Bloomberg, Bayer, Halvorsen’s Viking Make Record Wager on Farming Tech, 09/14/2017
Ginkgo Bioworks is a startup founded in 2009 by scientists from MIT. It is backed by $154 million in venture funding and will log more than $20 million in revenue during 2017. So far, its specialty is “making custom-designed cells for companies in the fragrance, food and pharmaceutical industries,” although it already makes some cells for agricultural clients.
Cyanobacteria
I wrote last week about research coming out of The Philippines to optimize ammonia production pathways for fuel. A big part of that project is the technology they have developed for the biological production of ammonia using bacteria.
This is quite different from the Bayer-Ginkgo effort.
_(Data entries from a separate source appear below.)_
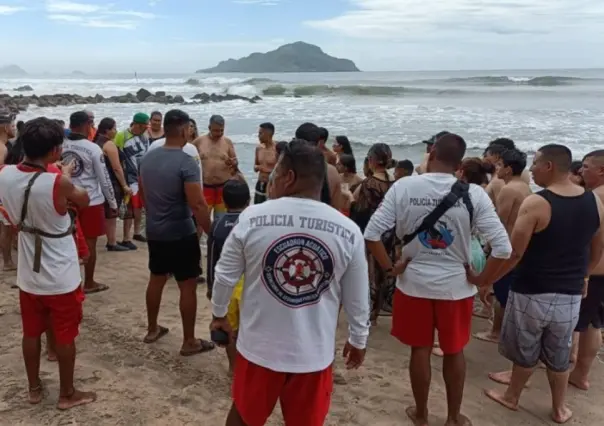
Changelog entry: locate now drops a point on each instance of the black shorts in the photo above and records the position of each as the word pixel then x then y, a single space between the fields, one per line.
pixel 180 258
pixel 592 307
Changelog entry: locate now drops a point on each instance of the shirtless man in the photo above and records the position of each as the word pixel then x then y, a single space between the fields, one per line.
pixel 332 189
pixel 156 131
pixel 591 317
pixel 7 132
pixel 492 156
pixel 218 161
pixel 330 156
pixel 266 158
pixel 556 243
pixel 509 170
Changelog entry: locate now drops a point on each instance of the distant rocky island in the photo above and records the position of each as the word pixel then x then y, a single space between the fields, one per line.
pixel 12 71
pixel 294 57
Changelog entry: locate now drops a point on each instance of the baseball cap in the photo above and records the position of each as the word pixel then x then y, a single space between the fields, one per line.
pixel 176 117
pixel 435 137
pixel 140 118
pixel 6 117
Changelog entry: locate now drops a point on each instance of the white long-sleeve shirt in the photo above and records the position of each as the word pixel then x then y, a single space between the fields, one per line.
pixel 301 259
pixel 90 171
pixel 437 270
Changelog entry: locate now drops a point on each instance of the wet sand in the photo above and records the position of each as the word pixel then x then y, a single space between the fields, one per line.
pixel 139 384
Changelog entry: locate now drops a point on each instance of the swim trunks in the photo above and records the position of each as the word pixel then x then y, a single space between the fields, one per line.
pixel 213 196
pixel 234 304
pixel 539 327
pixel 260 193
pixel 592 307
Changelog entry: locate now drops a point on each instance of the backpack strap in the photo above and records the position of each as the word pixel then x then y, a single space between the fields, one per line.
pixel 458 190
pixel 38 233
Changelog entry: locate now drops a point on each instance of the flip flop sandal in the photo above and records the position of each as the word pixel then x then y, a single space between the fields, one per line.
pixel 97 289
pixel 204 346
pixel 162 331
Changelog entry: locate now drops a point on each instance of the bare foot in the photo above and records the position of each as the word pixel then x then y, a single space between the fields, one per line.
pixel 562 416
pixel 500 398
pixel 35 394
pixel 412 414
pixel 579 383
pixel 461 421
pixel 76 399
pixel 438 352
pixel 487 336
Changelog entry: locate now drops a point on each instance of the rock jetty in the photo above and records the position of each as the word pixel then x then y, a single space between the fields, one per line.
pixel 19 103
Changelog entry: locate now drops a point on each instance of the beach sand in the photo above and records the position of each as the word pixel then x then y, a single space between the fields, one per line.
pixel 139 384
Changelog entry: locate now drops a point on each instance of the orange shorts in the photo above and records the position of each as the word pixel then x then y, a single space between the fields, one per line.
pixel 305 398
pixel 61 312
pixel 92 221
pixel 414 321
pixel 213 196
pixel 137 201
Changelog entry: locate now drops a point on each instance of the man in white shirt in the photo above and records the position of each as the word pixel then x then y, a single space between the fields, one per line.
pixel 432 288
pixel 91 174
pixel 48 274
pixel 302 259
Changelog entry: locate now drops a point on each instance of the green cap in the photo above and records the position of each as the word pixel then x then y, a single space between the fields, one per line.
pixel 140 118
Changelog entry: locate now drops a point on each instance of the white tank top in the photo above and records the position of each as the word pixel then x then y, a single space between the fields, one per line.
pixel 59 268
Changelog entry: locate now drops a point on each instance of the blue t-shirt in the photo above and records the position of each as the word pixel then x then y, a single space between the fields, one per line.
pixel 163 173
pixel 220 231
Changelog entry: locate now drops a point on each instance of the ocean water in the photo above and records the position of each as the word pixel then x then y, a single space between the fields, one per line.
pixel 533 107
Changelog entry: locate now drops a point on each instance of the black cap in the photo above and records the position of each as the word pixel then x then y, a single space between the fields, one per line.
pixel 78 119
pixel 176 117
pixel 435 137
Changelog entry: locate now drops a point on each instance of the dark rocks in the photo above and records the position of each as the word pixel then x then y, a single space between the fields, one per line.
pixel 21 102
pixel 143 94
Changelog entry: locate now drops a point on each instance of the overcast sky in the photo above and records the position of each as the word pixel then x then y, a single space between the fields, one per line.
pixel 185 35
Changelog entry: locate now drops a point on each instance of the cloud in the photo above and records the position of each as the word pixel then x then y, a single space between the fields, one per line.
pixel 258 2
pixel 10 10
pixel 94 16
pixel 402 20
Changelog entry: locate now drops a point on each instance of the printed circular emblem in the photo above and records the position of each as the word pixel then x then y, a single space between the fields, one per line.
pixel 297 269
pixel 78 163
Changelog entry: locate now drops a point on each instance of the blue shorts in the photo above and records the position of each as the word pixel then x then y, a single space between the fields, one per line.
pixel 502 287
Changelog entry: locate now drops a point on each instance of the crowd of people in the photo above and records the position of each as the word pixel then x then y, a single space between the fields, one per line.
pixel 460 237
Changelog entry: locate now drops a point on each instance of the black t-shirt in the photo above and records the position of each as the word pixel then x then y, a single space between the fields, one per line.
pixel 220 231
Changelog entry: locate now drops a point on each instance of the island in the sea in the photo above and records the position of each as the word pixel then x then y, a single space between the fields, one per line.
pixel 293 57
pixel 12 71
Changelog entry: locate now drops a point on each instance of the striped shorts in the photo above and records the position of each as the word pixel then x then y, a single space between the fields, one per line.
pixel 539 327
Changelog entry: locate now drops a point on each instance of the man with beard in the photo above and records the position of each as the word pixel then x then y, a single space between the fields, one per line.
pixel 557 241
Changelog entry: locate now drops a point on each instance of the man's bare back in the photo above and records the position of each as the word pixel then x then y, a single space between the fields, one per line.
pixel 266 158
pixel 509 199
pixel 218 159
pixel 496 185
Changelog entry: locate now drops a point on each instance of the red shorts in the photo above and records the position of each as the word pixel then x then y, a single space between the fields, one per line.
pixel 61 312
pixel 137 201
pixel 92 221
pixel 305 398
pixel 414 321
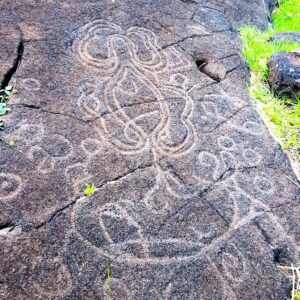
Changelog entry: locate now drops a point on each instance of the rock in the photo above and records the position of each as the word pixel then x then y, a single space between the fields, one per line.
pixel 284 75
pixel 194 199
pixel 256 12
pixel 293 36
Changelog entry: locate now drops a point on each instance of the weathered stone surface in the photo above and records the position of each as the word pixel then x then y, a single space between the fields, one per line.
pixel 255 12
pixel 293 36
pixel 285 72
pixel 194 199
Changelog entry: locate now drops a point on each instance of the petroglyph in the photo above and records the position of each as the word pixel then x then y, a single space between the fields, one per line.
pixel 193 197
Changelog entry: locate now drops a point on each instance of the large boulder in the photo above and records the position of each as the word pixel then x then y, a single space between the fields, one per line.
pixel 147 100
pixel 255 12
pixel 284 75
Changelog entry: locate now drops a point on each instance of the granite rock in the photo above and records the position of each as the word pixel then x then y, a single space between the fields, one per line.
pixel 194 199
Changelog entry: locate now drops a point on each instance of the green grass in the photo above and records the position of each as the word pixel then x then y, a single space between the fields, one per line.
pixel 282 114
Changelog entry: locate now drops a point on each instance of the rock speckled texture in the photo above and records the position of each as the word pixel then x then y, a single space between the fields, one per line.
pixel 194 199
pixel 284 75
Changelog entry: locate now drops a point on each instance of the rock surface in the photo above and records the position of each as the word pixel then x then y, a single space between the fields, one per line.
pixel 284 75
pixel 194 199
pixel 293 36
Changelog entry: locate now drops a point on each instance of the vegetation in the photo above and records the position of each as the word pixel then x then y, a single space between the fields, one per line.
pixel 294 274
pixel 282 114
pixel 108 277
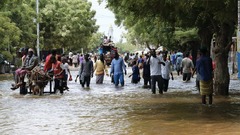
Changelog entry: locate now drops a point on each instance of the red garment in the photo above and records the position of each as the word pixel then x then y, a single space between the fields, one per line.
pixel 47 64
pixel 57 70
pixel 214 65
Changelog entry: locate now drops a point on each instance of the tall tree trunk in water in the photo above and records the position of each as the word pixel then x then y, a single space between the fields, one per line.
pixel 221 49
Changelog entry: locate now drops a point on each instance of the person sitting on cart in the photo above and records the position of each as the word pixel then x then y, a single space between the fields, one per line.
pixel 29 63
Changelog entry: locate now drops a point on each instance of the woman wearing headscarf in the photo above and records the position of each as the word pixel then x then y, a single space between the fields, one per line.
pixel 100 69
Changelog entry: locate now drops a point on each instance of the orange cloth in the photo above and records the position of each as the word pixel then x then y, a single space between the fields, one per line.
pixel 57 70
pixel 47 64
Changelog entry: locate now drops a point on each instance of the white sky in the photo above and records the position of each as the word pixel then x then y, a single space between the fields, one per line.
pixel 105 19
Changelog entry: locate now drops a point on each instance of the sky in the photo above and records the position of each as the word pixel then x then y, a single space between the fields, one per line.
pixel 105 19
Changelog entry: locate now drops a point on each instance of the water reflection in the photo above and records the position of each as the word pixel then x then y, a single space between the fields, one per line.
pixel 105 109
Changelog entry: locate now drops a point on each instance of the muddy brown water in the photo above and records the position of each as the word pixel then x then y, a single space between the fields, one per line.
pixel 106 110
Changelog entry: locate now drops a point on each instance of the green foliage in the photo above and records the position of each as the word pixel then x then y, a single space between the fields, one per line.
pixel 9 35
pixel 7 55
pixel 95 41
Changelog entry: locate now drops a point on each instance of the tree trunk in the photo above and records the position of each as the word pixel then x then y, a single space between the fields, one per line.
pixel 221 73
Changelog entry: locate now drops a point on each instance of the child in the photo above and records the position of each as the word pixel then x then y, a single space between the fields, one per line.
pixel 135 75
pixel 146 73
pixel 65 66
pixel 166 71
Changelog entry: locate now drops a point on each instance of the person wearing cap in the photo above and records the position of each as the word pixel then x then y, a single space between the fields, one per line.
pixel 29 63
pixel 117 69
pixel 205 69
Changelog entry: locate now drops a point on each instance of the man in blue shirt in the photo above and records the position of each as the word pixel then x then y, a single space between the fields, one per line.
pixel 117 68
pixel 205 69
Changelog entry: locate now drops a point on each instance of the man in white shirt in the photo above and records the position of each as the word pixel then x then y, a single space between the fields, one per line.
pixel 155 69
pixel 187 66
pixel 166 71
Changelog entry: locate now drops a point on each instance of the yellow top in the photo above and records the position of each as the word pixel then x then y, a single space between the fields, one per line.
pixel 99 68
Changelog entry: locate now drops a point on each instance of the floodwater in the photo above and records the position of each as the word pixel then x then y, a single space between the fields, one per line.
pixel 128 110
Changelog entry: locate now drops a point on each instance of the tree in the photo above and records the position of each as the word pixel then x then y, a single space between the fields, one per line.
pixel 208 16
pixel 9 35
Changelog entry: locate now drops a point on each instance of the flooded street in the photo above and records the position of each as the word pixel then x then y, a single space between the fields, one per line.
pixel 128 110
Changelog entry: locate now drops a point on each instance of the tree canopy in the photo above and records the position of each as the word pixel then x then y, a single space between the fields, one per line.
pixel 68 24
pixel 208 17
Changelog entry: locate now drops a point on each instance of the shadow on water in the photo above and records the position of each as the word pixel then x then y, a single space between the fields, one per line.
pixel 106 109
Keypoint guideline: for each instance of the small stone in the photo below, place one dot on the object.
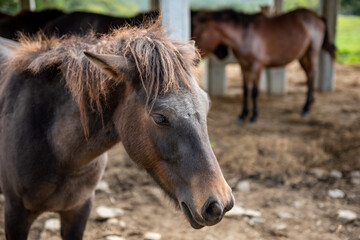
(152, 236)
(318, 223)
(239, 211)
(104, 213)
(103, 186)
(209, 237)
(336, 193)
(355, 181)
(122, 224)
(256, 220)
(299, 204)
(43, 235)
(52, 224)
(252, 213)
(346, 215)
(336, 174)
(114, 237)
(112, 221)
(280, 226)
(319, 173)
(243, 186)
(235, 211)
(355, 174)
(284, 215)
Instead of aiming to replace industrial ammonia production by making fertilizer unnecessary, Luis Razon and his team at De La Salle University are focused on a far bigger market: the “large-scale production of microalgae for fuel.”
Aquatic cyanobacteria fix nitrogen from the air and have been mass-cultured for many uses. This study analyzes, on a life cycle basis, a process to culture the cyanobacterium, Anabaena sp. ATCC 33047, in open ponds; harvest the biomass and exopolysaccharides and convert these to biogas; strip and convert the ammonia from the biogas residue to ammonium sulfate; dry the ammonium sulfate solution to ammonium sulfate crystals; transport the ammonium sulfate and convert it to liquid ammonia and concentrated sulfuric acid. When compared to the ammonia produced via the Haber-Bosch process, savings of about 1.0 x 105 MJ of non-renewable energy and 3100 kg CO2 equivalent of global warming potential per 1000 kg of liquid ammonia might be possible.
Luis Razon, Life cycle analysis of an alternative to the Haber-Bosch process: Non-renewable energy usage and global warming potential of liquid ammonia from cyanobacteria, 07/17/2013
These are the same researchers from the Philippines about whom I wrote extensively last week, on the subject of Optimizing technology pathways for Ammonia Fuel: production, transportation, and use.
The excessive use of synthetic fixed nitrogen fertilizers has led to severe environmental effects, but fixed nitrogen is essential … Ammonia has been proposed as a non-carbon emitting alternative fuel that has many advantages over hydrogen … ammonia is an enabling technology for alternative fuels and carbon sequestration. Alternative processes for nitrogen fixation are very early in development. This paper offers the viewpoint that alternative means of nitrogen fixation and the wise use of fixed nitrogen need to be developed quickly.
Clean Technologies and Environmental Policy: Is nitrogen fixation (once again) “vital to the progress of civilized humanity”?, Luis Razon, 08/15/2014
Both projects focus on bacteria but, where Bayer-Ginkgo seeks to replace ammonia, this project in The Philippines seeks to replace only today’s synthesis technology: “Haber–Bosch ammonia may be replaced with ammonia from a biomass process which simultaneously generates renewable energy. The process is intrinsically safer than the Haber–Bosch process.”